In terms of technology, we will lead the operational prototyping, verification and validation of future airline operations control functions. We will also build and host an integrated test platform whereby consortium partners will interface their solutions and prototypes to simulate the operations of airspace users and how they will interact with the rest of the SESAR world.
Q: Sabre Airline Solutions is based in the United States, but it supports the global airline industry. What strategy have you put in place to ensure airlines and related businesses outside of the United States get the same level of service and attention as your locally based customers?

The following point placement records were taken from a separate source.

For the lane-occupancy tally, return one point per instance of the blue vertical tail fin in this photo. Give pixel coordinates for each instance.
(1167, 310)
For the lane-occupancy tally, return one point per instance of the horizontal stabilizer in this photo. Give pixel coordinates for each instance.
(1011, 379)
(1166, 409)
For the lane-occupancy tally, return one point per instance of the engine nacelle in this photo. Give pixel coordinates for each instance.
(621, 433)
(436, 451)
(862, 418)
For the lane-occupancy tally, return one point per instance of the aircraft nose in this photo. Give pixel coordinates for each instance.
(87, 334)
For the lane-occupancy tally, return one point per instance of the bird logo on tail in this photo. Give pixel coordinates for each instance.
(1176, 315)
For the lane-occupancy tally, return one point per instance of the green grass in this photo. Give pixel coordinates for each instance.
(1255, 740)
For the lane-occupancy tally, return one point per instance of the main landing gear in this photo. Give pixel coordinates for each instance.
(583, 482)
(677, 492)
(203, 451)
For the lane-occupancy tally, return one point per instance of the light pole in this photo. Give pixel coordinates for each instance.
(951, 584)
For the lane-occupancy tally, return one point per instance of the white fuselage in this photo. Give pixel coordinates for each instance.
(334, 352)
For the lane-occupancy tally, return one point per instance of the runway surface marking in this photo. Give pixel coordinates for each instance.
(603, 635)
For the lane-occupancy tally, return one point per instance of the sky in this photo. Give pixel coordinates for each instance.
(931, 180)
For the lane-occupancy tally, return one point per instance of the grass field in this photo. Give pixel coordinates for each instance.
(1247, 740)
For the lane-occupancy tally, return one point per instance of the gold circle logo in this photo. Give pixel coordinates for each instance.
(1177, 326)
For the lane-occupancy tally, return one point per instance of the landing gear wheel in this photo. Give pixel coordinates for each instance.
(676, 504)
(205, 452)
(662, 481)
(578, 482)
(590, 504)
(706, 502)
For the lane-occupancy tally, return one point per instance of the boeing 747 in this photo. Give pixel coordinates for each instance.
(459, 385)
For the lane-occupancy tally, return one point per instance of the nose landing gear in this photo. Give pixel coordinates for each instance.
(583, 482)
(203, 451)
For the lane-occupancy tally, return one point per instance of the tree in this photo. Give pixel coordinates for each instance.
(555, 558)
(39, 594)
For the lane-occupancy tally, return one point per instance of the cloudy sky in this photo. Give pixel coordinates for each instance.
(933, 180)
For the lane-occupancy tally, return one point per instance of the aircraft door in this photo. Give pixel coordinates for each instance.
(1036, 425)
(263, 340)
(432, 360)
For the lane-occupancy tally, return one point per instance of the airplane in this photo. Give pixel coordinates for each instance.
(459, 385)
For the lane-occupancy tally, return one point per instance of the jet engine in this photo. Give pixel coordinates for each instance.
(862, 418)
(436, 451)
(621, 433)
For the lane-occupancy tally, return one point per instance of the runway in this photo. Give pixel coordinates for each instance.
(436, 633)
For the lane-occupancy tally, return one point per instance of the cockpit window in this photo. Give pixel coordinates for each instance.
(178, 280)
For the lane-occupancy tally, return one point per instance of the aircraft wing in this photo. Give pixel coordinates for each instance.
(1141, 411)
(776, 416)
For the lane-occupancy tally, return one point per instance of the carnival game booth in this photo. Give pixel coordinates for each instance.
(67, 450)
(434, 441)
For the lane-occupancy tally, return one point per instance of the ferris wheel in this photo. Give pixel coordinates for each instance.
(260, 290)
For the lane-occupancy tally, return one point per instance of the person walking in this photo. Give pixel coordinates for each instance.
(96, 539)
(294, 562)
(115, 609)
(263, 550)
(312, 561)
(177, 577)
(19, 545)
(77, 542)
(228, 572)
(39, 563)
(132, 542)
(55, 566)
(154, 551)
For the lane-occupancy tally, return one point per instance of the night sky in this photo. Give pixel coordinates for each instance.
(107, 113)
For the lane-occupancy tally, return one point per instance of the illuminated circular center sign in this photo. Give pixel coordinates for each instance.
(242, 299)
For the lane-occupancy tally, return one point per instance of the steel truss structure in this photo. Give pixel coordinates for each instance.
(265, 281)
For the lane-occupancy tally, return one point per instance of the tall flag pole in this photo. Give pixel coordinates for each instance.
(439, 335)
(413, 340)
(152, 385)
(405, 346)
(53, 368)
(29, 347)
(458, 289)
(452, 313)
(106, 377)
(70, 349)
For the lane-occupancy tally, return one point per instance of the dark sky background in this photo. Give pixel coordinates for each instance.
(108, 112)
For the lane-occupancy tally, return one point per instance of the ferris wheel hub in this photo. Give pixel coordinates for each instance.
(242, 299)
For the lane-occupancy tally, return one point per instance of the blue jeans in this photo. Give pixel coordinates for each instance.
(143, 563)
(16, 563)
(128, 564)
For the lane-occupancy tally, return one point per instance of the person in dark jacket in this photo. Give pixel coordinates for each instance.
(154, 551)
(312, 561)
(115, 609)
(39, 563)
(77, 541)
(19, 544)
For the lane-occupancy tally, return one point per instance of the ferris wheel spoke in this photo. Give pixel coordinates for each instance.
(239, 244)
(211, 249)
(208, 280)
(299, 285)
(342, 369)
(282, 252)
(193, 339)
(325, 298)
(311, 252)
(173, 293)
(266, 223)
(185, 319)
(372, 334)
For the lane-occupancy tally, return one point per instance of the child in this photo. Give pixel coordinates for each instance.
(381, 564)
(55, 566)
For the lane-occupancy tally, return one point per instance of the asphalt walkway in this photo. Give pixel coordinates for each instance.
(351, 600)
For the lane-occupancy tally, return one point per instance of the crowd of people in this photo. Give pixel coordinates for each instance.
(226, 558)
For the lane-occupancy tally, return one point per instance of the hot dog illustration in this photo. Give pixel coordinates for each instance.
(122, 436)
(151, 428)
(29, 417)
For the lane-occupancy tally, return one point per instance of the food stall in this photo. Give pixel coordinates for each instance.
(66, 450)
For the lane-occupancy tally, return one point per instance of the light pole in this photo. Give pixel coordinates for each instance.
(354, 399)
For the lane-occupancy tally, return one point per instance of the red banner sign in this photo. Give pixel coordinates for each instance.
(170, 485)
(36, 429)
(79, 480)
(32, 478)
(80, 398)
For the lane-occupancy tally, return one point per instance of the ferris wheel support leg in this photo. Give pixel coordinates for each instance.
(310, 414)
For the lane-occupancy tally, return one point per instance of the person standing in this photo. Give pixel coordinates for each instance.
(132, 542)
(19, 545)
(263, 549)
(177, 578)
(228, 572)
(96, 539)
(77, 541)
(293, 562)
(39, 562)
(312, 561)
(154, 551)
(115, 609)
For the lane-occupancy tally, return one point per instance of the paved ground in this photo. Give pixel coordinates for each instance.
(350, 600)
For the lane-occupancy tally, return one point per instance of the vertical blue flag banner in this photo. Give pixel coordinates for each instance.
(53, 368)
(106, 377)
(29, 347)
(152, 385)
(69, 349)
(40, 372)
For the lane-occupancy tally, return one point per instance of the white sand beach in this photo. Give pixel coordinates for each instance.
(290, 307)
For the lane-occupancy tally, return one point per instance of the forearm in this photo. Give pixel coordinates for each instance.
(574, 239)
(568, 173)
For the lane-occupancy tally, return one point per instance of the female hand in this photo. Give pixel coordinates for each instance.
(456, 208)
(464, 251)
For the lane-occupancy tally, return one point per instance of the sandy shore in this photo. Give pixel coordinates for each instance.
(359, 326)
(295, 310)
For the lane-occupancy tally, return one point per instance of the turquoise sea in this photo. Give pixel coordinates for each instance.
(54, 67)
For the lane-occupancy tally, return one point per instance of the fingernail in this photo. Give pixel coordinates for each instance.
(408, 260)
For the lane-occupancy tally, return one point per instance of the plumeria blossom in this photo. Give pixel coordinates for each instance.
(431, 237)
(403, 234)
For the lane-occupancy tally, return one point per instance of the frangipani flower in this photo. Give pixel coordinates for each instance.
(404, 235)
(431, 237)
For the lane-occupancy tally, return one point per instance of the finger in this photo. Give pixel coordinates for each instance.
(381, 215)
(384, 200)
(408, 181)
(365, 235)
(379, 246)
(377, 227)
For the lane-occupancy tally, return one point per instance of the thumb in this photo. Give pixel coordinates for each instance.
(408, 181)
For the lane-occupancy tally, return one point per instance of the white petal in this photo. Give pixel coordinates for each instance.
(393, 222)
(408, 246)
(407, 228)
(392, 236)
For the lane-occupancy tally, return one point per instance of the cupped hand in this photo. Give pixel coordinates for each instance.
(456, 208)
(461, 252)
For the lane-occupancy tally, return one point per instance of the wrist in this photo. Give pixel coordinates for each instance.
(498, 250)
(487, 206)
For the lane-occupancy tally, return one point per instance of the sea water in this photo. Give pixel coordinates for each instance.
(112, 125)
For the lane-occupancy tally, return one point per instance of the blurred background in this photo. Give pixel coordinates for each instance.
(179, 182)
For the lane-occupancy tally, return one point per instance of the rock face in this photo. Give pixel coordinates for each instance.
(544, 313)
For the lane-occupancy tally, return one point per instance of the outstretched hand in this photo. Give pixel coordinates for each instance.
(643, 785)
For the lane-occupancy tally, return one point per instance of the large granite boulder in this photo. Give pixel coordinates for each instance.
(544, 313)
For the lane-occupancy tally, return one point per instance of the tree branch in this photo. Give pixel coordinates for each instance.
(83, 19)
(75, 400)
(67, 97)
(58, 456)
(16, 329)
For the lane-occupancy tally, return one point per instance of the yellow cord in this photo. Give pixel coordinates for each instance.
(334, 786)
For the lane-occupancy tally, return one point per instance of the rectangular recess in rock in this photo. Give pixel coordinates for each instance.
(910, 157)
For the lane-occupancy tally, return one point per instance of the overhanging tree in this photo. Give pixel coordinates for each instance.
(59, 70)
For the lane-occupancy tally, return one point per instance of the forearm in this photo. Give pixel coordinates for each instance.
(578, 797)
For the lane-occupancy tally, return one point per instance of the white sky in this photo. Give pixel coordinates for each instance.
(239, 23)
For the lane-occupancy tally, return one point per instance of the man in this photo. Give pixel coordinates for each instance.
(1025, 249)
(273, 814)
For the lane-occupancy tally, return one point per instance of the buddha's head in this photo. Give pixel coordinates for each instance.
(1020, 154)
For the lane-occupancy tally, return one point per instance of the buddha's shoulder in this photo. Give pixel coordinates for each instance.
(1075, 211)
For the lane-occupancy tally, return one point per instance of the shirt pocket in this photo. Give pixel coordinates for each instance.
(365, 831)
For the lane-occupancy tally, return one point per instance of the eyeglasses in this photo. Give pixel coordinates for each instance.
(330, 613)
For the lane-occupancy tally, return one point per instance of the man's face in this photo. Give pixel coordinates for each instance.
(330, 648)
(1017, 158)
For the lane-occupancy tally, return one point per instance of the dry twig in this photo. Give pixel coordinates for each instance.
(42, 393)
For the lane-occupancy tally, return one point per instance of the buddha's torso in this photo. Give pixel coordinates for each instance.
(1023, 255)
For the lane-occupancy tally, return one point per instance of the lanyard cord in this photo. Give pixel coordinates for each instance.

A: Approximately 50 percent of our employees are based outside the United States. Getting our employees closer to our customers has been an extremely important element of our service offering during the last five to 10 years. Today, we have offices all around the world. In the event there is a customer issue that cannot be resolved over the telephone, our global professionals can be onsite within a very short period.
Q: With cultural and business differences across all regions of the world, how do you ensure your business strategy applies to a diverse customer base?
A: Our business strategy reflects how we leverage our unique capabilities to collaborate with airline customers on their most challenging business issues. Many of these challenges are common across our customer base, including mitigating fluctuating fuel costs, improving the traveler experience and minimizing the impact of irregular operations, to name a few.
However, with approximately 10,000 employees in 60 countries around the globe, our business reflects a deep understanding of the unique differences among our airline customers as well as the shared goal of working with the right business partner for their success.
Q: What is the main message about your company you’d want airlines to know?
A: We are a true partner that can assist in multiple facets of their business, no matter what size, complexity, region or business model. Our flexible technology and solutions give them freedom to run their business the way it works best for them … and their customers.